La qualité et la traçabilité sont inscrites dans l’ADN de Mutti depuis sa fondation en 1899. Toutes nos tomates sont cultivées en plein champ, exclusivement en Italie, dans un rayon moyen de 100 kilomètres autour de nos trois usines, deux en Émilie-Romagne, une dans le sud du pays. Elles sont récoltées au cœur de la saison, et transformées dans un délai moyen de six heures, ce qui garantit une fraîcheur exceptionnelle. Nous collaborons avec 800 agriculteurs partenaires, souvent depuis plusieurs générations. Nous leur offrons une rémunération moyenne supérieure de 13 % au prix du marché, afin de garantir un produit d’une qualité irréprochable.
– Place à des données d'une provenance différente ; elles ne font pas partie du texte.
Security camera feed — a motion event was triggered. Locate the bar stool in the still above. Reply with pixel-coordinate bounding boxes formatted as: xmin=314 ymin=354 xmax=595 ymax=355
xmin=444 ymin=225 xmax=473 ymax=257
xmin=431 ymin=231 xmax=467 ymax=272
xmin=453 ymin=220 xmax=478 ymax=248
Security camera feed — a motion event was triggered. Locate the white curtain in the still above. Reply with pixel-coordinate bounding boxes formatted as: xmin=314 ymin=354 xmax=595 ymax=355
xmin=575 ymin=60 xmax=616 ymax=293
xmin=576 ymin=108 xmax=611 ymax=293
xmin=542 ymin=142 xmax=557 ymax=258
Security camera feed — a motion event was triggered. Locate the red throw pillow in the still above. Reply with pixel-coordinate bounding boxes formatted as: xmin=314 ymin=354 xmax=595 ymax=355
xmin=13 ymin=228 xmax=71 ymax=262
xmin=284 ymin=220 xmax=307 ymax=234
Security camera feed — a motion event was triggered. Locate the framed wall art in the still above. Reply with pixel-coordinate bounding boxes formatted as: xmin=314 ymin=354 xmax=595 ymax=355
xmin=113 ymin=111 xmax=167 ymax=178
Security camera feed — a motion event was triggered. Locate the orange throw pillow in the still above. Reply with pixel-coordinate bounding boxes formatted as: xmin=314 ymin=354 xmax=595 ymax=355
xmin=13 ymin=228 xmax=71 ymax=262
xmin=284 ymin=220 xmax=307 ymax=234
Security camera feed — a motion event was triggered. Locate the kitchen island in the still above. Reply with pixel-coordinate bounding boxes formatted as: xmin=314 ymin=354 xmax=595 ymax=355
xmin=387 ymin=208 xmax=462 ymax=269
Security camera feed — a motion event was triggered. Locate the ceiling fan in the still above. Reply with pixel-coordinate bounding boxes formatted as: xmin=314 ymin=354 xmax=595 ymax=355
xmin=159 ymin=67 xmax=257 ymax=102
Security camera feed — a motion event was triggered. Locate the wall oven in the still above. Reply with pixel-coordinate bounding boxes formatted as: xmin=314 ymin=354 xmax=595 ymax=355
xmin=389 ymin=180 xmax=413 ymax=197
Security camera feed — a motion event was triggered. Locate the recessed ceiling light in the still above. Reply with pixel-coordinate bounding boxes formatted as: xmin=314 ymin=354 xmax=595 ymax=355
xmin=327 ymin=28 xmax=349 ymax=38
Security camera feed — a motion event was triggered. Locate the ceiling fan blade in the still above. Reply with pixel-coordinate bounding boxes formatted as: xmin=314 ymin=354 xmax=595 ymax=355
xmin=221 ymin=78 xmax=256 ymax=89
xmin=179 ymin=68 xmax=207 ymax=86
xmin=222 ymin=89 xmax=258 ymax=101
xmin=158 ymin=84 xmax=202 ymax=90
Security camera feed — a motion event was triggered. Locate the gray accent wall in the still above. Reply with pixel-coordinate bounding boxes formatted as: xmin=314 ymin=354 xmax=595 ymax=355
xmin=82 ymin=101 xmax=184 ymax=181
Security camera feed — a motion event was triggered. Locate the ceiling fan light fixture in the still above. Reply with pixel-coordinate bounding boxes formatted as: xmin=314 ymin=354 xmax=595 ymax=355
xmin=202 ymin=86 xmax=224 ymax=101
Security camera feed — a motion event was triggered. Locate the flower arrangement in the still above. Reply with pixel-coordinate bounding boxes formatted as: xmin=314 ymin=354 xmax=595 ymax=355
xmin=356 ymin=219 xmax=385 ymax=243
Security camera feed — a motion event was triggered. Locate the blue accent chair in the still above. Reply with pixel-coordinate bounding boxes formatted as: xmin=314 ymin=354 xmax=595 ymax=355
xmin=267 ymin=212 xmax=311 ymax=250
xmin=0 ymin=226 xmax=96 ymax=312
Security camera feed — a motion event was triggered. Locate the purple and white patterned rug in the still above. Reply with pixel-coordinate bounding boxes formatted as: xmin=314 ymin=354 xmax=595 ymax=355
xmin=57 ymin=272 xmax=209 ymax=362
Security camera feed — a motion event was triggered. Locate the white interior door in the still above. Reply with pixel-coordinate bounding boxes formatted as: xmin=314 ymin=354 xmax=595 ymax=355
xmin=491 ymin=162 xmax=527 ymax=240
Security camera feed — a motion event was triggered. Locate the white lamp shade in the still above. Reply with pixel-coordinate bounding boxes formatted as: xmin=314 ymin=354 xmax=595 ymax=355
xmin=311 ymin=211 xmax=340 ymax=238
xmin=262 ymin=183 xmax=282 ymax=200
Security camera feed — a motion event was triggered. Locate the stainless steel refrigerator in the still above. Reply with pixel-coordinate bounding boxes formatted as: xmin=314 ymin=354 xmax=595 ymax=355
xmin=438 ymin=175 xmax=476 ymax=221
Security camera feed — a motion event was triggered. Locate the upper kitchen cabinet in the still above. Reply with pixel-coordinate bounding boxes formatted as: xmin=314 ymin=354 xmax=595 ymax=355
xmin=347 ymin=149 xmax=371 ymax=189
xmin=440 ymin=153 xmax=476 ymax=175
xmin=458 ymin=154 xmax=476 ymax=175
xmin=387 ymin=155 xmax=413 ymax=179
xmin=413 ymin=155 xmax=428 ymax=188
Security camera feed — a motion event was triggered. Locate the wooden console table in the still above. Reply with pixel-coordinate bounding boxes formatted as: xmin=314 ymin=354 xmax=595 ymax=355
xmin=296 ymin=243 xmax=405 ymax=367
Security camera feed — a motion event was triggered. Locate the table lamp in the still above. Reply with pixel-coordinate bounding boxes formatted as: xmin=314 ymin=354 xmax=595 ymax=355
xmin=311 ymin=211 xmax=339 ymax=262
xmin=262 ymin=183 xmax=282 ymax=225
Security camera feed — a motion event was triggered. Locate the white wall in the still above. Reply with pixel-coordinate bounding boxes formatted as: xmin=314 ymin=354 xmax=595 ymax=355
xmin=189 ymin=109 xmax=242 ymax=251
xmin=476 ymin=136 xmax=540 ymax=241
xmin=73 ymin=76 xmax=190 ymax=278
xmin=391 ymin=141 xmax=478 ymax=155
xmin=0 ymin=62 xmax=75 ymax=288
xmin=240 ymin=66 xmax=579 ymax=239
De plus, notre service agriculture interne travaille à leurs côtés pour optimiser les rendements, anticiper les récoltes et intégrer les meilleures pratiques. Sur le plan environnemental, depuis 2010, avec WWF, nous réduisons la consommation d’eau grâce à des outils innovants comme des capteurs d’humidité. Nous accompagnons nos agriculteurs dans cette gestion optimisée. Toute notre production est en agriculture raisonnée, et 10 à 15 % en bio. Nous sommes également prêts à répondre à une demande croissante de produits sans résidus de pesticides.
Quels sont les défis actuels et les perspectives de Mutti France ?
Le principal défi cette année a été la mauvaise récolte 2024. Cela a engendré des ruptures de stock, notamment sur notre sauce pizza, et nous en subissons les conséquences jusqu’à la prochaine récolte. Mais c’est aussi le reflet de notre engagement: nous refusons de sacrifier la qualité, quitte à vendre moins. Malgré cela, nous continuons à croître : +17 % en 2024, et déjà +6 % au premier semestre 2025. Il reste un potentiel énorme, notamment via nos produits « mastodontes » comme la sauce pizza et la pulpe, mais aussi à travers la diversification de notre gamme et l’optimisation des formats.
Nos produits sont disponibles en boîtes ou en poches souples, qui sont très pratiques, faciles à stocker et plus légères à recycler, donc moins taxées. Mutti reste peu connu en grande distribution, ce qui offre un vrai levier de croissance, complémentaire au CHR. À l’international, la France reste la première filiale du groupe (13 % du chiffre d’affaires) et l’Allemagne progresse aussi. Enfin, Mutti demeure une entreprise familiale portée par Francesco Mutti, dont le nom engage une exigence personnelle de qualité.